O cinema atual também produz todos os dias seqüências memoráveis, embora seja necessário o crivo do tempo para determinar o que vai entrar para a posteridade. Existem alguns exemplos recentes que já se tornaram clássicos indiscutíveis. Destaco três, bem diferentes entre si, mas que já entraram para a história da sétima arte:
Em Cidade de Deus, o personagem Buscapé entende o significado exato do ditado “se ficar o bicho pega, se correr o bicho come” no instante em que, armado apenas com sua máquina fotográfica, fica exatamente no meio da batalha iminente entre o bando de Zé Pequeno e a polícia. A câmera faz um giro completo e vertiginoso, numa das tomadas mais famosas (e copiadas) dos últimos anos.
I see dead people. A força da confissão sussurrada do pequeno Haley Joel Osment em O Sexto Sentido é tão poderosa que a frase chega a dispensar a tradução “eu vejo gente morta”, sendo prontamente entendida até por quem não fala uma palavra de inglês. Apavorado, exalando fragilidade sob um cobertor, o menino revela o que já sabíamos mas, ainda assim, não queríamos ouvir. O espectador ainda está sob impacto da fala anterior quando vem seu complemento. Com que freqüência isso acontece? All the time (o tempo todo).

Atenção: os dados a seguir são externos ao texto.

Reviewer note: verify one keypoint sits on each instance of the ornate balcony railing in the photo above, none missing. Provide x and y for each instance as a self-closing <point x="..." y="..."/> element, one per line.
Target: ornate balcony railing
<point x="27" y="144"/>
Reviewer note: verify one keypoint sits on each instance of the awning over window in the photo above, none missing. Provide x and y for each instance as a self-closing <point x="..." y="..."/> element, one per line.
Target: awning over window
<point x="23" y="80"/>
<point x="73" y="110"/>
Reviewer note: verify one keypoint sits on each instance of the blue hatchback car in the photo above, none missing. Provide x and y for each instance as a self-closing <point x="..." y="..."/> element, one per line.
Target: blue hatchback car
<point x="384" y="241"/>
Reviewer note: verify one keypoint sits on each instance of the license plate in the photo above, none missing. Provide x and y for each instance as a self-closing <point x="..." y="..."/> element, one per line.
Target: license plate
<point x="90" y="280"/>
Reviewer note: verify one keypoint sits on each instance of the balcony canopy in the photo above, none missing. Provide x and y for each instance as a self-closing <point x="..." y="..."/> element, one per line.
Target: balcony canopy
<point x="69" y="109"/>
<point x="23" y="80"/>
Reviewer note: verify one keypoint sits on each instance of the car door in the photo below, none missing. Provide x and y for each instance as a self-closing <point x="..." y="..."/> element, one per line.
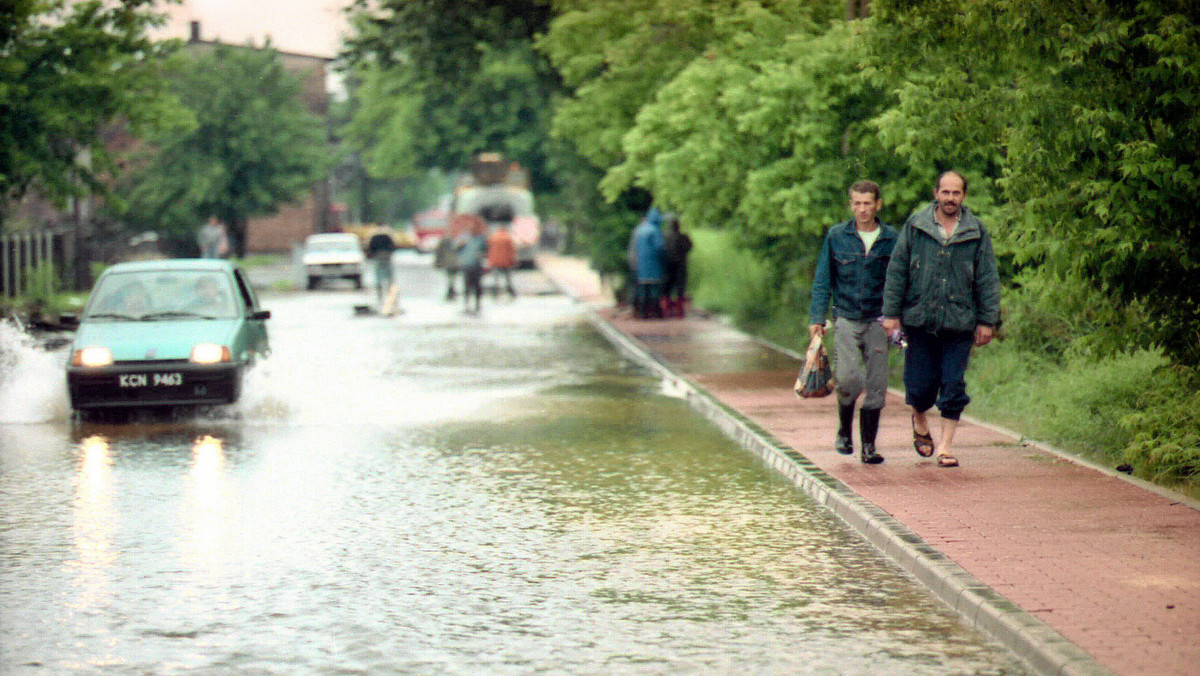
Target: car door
<point x="255" y="316"/>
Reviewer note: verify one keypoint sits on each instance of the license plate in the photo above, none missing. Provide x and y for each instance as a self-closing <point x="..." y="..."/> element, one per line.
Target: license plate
<point x="169" y="380"/>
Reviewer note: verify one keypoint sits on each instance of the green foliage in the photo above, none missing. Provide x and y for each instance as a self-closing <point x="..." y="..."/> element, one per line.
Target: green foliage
<point x="249" y="147"/>
<point x="67" y="70"/>
<point x="438" y="81"/>
<point x="43" y="286"/>
<point x="1086" y="114"/>
<point x="729" y="279"/>
<point x="1165" y="428"/>
<point x="1075" y="124"/>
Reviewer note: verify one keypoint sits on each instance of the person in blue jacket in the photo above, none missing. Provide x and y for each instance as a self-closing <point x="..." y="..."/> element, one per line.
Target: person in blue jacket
<point x="648" y="256"/>
<point x="851" y="271"/>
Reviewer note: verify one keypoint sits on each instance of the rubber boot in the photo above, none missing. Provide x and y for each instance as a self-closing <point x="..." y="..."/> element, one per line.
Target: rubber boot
<point x="845" y="424"/>
<point x="869" y="426"/>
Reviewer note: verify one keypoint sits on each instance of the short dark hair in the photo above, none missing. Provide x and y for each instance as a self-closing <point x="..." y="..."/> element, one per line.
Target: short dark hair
<point x="937" y="185"/>
<point x="867" y="186"/>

Pulp Fiction é um filme repleto de cenas célebres. Mas nenhuma supera John Travolta e Uma Thurman dançando um estranhíssimo twist (ou seja lá o que for aquilo) numa ainda mais estranha lanchonete. Ele, meio balofo e desconjuntado, começa tímido e depois se solta pra valer ao som de You Never Can Tell. Ela, super feminina de terno, esbanja graça e elegância. O gesto do casal de fazer um V com os dedos médio e indicador e passá-los na frente dos olhos é copiado em pistas de dança até hoje.